2. voorafgaande aan die operatie onvoldoende onderzoek heeft verricht;

3. tekort is geschoten in de informatieverstrekking omtrent de levensverwachting van de hond, toen er diabetes werd geconstateerd;

4. na de sterilisatie bij een consult op 17 september 2010 geen degelijke klinisch onderzoek en controle van de operatiewond heeft verricht en pijnklachten niet serieus heeft genomen;

5. op 18 september 2010 onbereikbaar is geweest, ook voor de dienstdoende dierenarts;

6. onhygiënisch te werk is gegaan bij de operatie;

7. voor het overlijden van het dier verantwoordelijk is op basis van de punten 1. t/m 6.;

8. zou ‘aanknoeien’ met dieren zonder enige onderbouwing of ondersteunend onderzoek.

3. DE VOORGESCHIEDENIS

3.1. Het gaat in deze zaak om de hond van klager, een Labrador met de naam XXXX, geboren 5 juni 2002.

3.2. Op 17 juni 2010 heeft klager beklaagde geconsulteerd omdat de hond onder meer sloom was, slecht at en eenzijdige neusuitvloeiing had.
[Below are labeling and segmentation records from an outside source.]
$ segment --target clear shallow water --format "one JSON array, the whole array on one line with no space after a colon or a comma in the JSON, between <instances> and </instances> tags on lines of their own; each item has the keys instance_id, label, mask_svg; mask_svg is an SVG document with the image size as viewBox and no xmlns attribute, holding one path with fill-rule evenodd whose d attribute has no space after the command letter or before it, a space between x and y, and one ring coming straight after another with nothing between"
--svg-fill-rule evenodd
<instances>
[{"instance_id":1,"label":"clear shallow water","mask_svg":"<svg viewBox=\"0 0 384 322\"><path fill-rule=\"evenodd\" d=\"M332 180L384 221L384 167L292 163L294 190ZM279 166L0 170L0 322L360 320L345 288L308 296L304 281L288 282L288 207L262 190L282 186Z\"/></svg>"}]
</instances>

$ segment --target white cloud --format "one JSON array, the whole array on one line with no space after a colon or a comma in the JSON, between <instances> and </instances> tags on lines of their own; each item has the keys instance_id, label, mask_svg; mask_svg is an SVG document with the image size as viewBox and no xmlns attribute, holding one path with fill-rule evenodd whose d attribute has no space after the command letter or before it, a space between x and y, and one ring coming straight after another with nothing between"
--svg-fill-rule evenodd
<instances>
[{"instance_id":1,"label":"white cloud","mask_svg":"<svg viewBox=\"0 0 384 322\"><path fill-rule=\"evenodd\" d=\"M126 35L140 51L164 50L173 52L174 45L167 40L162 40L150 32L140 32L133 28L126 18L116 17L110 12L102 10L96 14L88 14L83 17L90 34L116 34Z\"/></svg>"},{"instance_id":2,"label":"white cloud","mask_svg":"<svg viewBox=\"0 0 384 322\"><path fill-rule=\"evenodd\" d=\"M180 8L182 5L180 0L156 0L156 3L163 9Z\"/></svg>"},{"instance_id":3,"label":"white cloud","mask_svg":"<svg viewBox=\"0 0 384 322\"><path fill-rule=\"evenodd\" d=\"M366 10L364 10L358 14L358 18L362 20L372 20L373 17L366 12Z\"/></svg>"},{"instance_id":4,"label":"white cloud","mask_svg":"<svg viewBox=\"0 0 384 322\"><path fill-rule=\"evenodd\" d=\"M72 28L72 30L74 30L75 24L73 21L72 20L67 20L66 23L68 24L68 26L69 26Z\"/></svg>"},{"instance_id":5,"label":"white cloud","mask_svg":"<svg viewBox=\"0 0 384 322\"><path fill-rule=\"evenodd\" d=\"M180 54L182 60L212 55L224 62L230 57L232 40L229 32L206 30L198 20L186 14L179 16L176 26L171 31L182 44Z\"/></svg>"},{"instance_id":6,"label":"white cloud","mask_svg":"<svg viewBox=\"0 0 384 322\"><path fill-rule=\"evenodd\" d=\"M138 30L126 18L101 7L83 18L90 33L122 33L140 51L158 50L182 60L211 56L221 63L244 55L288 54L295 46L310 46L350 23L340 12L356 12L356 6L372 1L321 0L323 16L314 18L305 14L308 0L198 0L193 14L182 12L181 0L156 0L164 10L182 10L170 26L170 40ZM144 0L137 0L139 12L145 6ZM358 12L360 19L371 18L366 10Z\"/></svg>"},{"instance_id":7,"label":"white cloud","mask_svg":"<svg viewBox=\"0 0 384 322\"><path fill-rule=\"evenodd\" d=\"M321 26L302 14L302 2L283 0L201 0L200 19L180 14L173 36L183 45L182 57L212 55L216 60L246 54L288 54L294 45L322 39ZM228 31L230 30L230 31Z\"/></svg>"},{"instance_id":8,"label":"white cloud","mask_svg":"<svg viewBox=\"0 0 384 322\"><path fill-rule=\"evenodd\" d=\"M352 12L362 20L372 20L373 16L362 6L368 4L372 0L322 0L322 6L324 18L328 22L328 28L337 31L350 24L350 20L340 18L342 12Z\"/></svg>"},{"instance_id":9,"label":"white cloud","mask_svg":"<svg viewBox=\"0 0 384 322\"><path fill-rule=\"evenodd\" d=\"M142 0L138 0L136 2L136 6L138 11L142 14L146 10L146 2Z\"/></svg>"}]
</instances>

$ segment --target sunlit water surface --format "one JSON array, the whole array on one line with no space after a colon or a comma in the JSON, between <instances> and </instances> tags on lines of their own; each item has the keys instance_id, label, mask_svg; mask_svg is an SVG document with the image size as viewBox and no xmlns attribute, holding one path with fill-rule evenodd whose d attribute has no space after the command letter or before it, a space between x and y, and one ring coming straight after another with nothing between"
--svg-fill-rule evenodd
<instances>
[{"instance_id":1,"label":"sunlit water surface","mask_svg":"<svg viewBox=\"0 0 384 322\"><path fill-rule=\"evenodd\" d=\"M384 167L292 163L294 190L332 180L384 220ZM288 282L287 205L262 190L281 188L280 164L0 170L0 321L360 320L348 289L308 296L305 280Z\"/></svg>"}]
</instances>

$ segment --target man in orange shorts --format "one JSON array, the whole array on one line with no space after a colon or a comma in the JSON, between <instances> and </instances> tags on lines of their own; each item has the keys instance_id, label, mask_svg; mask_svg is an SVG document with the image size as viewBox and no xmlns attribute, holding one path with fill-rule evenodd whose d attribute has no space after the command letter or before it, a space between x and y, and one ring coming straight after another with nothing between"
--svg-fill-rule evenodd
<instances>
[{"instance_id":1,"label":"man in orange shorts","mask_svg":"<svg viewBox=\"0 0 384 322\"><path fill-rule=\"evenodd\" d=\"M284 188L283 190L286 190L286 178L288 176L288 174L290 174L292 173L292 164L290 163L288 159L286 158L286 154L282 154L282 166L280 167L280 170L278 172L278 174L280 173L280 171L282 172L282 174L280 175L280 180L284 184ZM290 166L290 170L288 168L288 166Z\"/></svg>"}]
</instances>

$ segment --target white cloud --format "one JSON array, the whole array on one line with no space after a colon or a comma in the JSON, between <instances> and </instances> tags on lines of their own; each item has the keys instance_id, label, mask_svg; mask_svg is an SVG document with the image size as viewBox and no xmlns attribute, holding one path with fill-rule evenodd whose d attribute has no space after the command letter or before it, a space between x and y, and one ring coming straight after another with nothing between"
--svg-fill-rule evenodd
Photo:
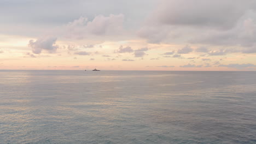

Onder sedatie heeft, voor zover mogelijk, inspectie van de bek en neus van de hond plaatsgevonden naar een vreemd voorwerp of een tumor. Er werden echter geen aanwijzingen in die richting gevonden. Er is een antibioticumkuur voorgeschreven en de hond heeft een injectie Dexadreson toegediend gekregen. Afgesproken werd de situatie nog even aan te zien. Bij het uitblijven van verbetering zou doorverwijzing naar een KNO-arts worden overwogen.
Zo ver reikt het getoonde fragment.